On Saturday we published a great piece about the battle to save fan-owned Rochdale AFC. “On 13th April 2021, a Rolls Royce pulled up at Rochdale AFC’s stadium, the Crown Oil Arena. It was a little out of place, and fans took notice,” writes Jack Walton. The piece had a great response on Twitter, including from Andy Mitten, the long-standing editor of United We Stand, the Manchester United fanzine.
Coming up for Mill members this week: we speak to the man running Greater Manchester’s “violence reduction unit”; Jack catches up with Kateryna, who we met in a recent piece and whose family are arriving as refugees from a bombed-out city in eastern Ukraine; and we meet Tim Williams, the artistic director of music ensemble Psappha.
The big story: Killed by a rich kid
Top line: Tonight, a new documentary will explore one of Manchester’s most troubling and controversial crimes of recent years: the killing of schoolboy Yousef Makki. The 17-year-old bursary student from Burnage died after being stabbed in the heart by his friend Joshua Molnar three years ago, but Molnar was found not guilty of murder and manslaughter after arguing that he acted in self-defence.
The film: It’s been known for some time that Channel 4 were working on a documentary about the case, and it finally airs tonight at 9pm.
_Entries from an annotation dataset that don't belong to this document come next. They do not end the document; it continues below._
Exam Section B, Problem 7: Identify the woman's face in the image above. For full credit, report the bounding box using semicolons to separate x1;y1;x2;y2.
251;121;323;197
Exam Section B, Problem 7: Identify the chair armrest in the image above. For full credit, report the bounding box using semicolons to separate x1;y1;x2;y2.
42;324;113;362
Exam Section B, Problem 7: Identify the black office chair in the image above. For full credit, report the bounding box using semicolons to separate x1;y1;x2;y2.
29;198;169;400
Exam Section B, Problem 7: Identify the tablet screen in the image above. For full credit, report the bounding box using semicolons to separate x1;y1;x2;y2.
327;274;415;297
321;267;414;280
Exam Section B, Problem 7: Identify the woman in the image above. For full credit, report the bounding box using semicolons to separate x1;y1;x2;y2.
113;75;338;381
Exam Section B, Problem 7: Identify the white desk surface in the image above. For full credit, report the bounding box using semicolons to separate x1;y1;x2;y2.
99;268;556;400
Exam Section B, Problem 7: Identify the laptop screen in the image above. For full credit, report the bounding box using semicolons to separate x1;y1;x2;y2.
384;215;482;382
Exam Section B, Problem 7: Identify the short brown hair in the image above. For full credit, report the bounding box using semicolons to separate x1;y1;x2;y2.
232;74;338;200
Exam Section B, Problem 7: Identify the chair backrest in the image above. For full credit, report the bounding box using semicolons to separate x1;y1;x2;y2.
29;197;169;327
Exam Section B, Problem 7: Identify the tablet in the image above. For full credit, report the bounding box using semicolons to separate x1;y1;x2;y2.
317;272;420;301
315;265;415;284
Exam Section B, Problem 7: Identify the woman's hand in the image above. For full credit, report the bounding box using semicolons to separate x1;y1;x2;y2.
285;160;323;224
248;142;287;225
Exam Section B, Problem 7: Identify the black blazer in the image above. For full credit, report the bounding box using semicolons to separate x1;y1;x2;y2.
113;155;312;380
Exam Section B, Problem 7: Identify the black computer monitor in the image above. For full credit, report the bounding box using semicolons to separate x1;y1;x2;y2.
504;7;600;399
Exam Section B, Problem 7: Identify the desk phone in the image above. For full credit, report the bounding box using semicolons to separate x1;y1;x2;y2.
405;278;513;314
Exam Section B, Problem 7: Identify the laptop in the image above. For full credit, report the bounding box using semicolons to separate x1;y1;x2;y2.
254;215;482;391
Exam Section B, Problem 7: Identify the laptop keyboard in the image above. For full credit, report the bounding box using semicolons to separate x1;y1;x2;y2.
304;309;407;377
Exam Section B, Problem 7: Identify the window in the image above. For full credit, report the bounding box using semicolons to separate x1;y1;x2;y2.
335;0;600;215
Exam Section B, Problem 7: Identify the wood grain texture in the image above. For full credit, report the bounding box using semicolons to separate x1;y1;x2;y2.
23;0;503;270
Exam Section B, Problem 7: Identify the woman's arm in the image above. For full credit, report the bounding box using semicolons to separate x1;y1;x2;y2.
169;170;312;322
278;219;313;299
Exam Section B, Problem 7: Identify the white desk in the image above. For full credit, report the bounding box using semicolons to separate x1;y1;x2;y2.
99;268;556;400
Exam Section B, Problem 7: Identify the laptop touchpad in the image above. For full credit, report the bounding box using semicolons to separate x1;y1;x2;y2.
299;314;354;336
Under the title Killed by a Rich Kid, the film explores what happened at Molnar's trial and last year’s inquest into Makki's death, which did not find sufficient evidence to return a finding of unlawful killing (we covered it from the courtroom at the time). Makki's family are applying for a judicial review of the inquest.
New body camera footage, obtained by the documentary makers after a long legal fight, shows Molnar standing on the pavement of Gorse Bank Road in Hale Barns, crying. His shirt is missing because he tried to use it to stem the bleeding from the wound in Makki's chest. Molnar's face is lit blue by sirens as officers ask him what happened. “Yousef Makki has walked ahead, and we’ve come round the corner, and he’s just fallen over,” he tells them. “The guy was coughing up blood."
Changing accounts: Molnar lied to police on the scene, suggesting Makki might have been attacked by "a group of black guys". A few hours later, Molnar admitted to stabbing Yousef himself in an act of self-defence.
The team behind the documentary were granted access to the Makki family and spent two years following them as they came to terms with their loss.
Director Tom Reeves said: “Whilst filming with them, I have been struck by their determination in refusing to accept that justice was served in this case and their courage in campaigning to keep Yousef’s name alive.”
On why the family took part in the filming, Jade Akoum, Makki’s sister, said: “we want answers, and this is another way of trying to get them."
In an interview with the Guardian, Akoum talks about how the trial damaged her faith in due process.
I don’t trust any more. I don’t have faith in the police, in the courts. The idea that we’re all equal and are treated the same regardless of class and money? I’m naive to have believed it.
Killed by a Rich Kid airs on Channel 4 at 9pm, and will be available to view online here.
This week’s weather 🌤
Our weather forecast comes from local weatherman Martin Miles, who says: “Unseasonably warm this week with large amounts of sunshine. Gardeners beware, there will still be a risk of frost overnight, especially in rural areas.”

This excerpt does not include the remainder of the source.